(peces aburridos buscando comida en el lago de Como)
Durante este finde he hecho un poco vida de rico, que no es la que me toca, pero no pasa nada porqué ya he vuelto a centrarme, y la verdad es que no lo hecho de menos.
Empecé mal el fin de semana, porqué en nuestro avión iba un abuelo que montó un pollo que vaya tela. Se sentó en los asientos que estaban reservados por la compañía, y al avisarle de que tenía que dejarlos libres, montó en cólera y dijo que no se movía de allí. Las azafatas llamaron al jefe de pista, que al verse impotente de mover al viejo, llamó a la guárdia civil. El abuelo, tozudo, dijo que si no iba en aquél asiento, que no volaba, y no entendía porqué habiendo asientos libres, él tenía que sentarse en otro sitio. Al final lo detenieron, y nosotros salimos veinte minutos después de la hora de salida. Encima al llegar tarde a Bérgamo, no había pista para aterrizar y tuvimos que estar quinze minutos en el aire, dándo vueltas para esperar a que nos dieran permiso. Una vez en tierra, pensé lo surrealista de todo el percal, ya que el viejo a parte de montar un cristo y no volar en aquél avión, digo yo que tendría que pagar una multa como hizo Melendi en su día por la tontería de no sentarse con los otros….
Llegamos en Mandello di Lario y a parte de comprovar que el supuesto piso, era una casa de tres pisos, flipé con lo que saben cocinar los italianos, que con cuatro cosas te montan un pedazo de cena. El sábado por la mañana fuimos Lecco y a Como, que son ciudades bonitas y aburridas (esto me suena), y después de comer nos largamos a Milán para ir de compras, ya que allí estaba todo visto y revisto, y yo hacía un par de años que no iba a la ciudad. Allí vimos que hay gente con mucha pasta, y que la crisis no es igual para todos pero ni de coña. Había gente (sobretodo japonesas) que salía de tiendas carísimas, con bolsas colgadas hasta del chirri y con una sonrisa de oreja a oreja. En fin, que dentro aquél espiral de consumismo yo también terminé comprando.

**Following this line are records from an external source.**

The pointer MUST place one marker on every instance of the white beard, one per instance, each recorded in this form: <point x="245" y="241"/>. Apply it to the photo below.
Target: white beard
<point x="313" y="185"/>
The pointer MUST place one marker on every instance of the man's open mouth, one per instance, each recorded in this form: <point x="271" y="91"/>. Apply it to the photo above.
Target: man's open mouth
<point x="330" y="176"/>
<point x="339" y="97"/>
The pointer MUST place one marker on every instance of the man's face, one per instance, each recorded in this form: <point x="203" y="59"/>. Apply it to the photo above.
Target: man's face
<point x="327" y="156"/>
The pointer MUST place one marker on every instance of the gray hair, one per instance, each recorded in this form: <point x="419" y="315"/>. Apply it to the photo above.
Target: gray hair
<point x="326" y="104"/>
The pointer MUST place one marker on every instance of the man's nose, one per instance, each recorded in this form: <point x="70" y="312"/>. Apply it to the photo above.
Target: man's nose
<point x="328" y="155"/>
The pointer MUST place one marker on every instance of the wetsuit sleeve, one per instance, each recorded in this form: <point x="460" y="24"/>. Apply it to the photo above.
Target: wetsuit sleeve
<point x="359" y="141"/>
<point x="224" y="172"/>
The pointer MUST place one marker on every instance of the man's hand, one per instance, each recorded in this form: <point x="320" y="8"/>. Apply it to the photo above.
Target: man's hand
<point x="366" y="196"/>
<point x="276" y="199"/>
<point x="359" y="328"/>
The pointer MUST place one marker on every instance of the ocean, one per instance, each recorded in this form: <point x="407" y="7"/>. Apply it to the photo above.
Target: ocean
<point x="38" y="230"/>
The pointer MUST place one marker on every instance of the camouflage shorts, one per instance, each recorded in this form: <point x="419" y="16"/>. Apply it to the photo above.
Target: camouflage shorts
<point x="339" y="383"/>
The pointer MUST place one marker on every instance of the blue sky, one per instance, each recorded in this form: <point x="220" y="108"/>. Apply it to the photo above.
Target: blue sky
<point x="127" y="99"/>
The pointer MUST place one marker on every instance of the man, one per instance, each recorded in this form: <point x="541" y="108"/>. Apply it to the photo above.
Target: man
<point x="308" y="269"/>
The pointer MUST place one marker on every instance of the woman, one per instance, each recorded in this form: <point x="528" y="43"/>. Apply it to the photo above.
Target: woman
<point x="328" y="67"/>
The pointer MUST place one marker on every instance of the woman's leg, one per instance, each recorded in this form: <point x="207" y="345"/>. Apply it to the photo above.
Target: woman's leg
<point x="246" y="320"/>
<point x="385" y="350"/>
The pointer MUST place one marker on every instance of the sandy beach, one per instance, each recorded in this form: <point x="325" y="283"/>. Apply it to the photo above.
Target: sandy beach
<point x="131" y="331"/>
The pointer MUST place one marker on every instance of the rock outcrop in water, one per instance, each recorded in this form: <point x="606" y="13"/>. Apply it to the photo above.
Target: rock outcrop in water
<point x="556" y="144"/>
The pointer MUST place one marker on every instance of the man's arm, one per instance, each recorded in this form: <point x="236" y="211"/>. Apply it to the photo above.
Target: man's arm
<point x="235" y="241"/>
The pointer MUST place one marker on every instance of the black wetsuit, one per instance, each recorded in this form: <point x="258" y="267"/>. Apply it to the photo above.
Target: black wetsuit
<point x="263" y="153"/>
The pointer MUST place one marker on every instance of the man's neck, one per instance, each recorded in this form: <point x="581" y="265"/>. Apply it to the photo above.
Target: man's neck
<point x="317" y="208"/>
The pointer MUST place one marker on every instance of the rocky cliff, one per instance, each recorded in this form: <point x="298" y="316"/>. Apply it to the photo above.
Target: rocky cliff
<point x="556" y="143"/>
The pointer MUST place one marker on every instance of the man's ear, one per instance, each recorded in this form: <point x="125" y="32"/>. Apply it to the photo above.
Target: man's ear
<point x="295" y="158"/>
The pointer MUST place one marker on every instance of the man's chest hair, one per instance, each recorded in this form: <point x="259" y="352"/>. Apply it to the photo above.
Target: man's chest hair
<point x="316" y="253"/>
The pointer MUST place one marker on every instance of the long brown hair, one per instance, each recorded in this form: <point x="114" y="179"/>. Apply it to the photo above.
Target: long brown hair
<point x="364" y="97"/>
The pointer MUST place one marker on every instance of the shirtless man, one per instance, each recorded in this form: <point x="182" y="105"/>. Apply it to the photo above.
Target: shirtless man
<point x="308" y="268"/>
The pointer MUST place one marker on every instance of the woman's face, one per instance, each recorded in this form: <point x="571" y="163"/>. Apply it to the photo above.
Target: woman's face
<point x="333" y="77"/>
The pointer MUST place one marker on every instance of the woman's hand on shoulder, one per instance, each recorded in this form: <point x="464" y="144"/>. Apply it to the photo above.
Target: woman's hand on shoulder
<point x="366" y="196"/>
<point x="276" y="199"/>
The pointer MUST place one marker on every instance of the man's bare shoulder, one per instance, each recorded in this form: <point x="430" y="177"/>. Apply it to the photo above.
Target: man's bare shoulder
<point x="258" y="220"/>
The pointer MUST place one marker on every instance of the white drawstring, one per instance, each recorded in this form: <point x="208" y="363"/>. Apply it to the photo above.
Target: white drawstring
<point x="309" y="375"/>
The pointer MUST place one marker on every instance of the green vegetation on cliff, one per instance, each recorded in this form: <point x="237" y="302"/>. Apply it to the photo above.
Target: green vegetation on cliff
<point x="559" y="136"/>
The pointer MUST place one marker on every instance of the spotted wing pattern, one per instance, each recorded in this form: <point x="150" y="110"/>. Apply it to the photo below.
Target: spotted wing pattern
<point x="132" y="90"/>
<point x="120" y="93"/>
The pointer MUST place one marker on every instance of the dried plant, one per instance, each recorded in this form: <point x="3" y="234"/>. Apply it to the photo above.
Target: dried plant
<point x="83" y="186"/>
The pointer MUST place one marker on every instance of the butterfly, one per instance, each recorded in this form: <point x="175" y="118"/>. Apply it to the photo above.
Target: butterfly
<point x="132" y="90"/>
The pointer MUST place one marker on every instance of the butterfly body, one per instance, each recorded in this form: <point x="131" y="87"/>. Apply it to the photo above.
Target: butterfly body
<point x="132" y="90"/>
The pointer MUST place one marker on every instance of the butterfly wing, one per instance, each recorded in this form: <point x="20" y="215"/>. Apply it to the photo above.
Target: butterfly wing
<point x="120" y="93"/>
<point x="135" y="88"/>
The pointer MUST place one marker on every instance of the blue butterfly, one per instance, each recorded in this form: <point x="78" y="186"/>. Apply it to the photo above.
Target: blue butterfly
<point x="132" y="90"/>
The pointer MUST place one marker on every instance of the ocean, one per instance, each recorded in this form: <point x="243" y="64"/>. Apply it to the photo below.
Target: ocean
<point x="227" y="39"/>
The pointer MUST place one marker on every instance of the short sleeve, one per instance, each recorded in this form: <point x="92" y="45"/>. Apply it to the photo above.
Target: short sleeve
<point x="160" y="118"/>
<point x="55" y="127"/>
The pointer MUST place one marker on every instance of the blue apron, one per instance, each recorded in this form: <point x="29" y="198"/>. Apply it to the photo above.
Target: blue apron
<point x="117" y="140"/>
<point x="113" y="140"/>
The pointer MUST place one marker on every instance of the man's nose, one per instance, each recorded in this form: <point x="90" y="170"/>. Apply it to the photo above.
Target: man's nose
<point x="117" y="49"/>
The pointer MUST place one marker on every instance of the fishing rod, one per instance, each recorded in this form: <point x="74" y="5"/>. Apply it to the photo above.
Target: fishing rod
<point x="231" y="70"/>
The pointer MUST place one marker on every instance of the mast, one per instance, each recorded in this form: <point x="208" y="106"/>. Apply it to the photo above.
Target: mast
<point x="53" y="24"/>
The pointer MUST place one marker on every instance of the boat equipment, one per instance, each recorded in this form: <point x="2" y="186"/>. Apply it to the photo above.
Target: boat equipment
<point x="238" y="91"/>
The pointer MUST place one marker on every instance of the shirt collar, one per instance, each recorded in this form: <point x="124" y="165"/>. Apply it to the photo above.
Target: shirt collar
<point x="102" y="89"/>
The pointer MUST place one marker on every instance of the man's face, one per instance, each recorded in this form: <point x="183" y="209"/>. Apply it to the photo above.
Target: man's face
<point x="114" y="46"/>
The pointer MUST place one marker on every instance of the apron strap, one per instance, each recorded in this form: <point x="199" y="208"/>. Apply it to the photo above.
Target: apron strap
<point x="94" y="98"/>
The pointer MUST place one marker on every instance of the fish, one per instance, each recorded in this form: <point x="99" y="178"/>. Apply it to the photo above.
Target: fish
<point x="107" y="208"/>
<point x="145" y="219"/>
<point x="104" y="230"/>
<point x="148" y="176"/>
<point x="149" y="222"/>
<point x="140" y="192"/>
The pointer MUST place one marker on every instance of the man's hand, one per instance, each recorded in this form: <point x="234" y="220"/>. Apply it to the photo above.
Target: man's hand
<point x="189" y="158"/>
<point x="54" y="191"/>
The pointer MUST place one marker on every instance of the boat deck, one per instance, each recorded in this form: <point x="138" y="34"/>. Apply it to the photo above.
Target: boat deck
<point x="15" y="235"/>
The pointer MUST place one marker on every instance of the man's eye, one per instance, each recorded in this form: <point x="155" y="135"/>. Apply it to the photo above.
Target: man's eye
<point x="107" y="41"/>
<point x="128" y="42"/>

Por la noche, después de ver que Giuseppe tardaba más en arreglarse que su novia, fuimos a una discoteca que en teoría Paris Hilton había estado tres semanas antes presentando no sé qué. El local se llamaba Hollywood, había gente muy muy estirada, muy guapa también y me dijeron que era una discoteca que es muy conocida porqué va gente famosa, modelos y futbolistas varios, pero a mi esta información me daba un poco igual. Estuve toda la noche hablando de futbol, que es un tema que me la trae bastante floja, pero que a los amigos de Giuseppe, se ve que no. Atención a los precios: un cubata treinta euros y una cerveza veinte.
El domingo lo aprovechamos para pasear por el lago, hacer una pena de fotos y comprar otra vez, ya que un domingo al mes los comercios abren todo el día (no me extrañaría que Berlusconi tuviera algo que ver, ya que es el dueño de la mayor cadena de supermercados de Itália). Aún no me explico como me han dejado pasar en el aeropuerto, ya que he comprado comida al menos por un mes, que me he llevado hasta rúcola que allí sí que es buena.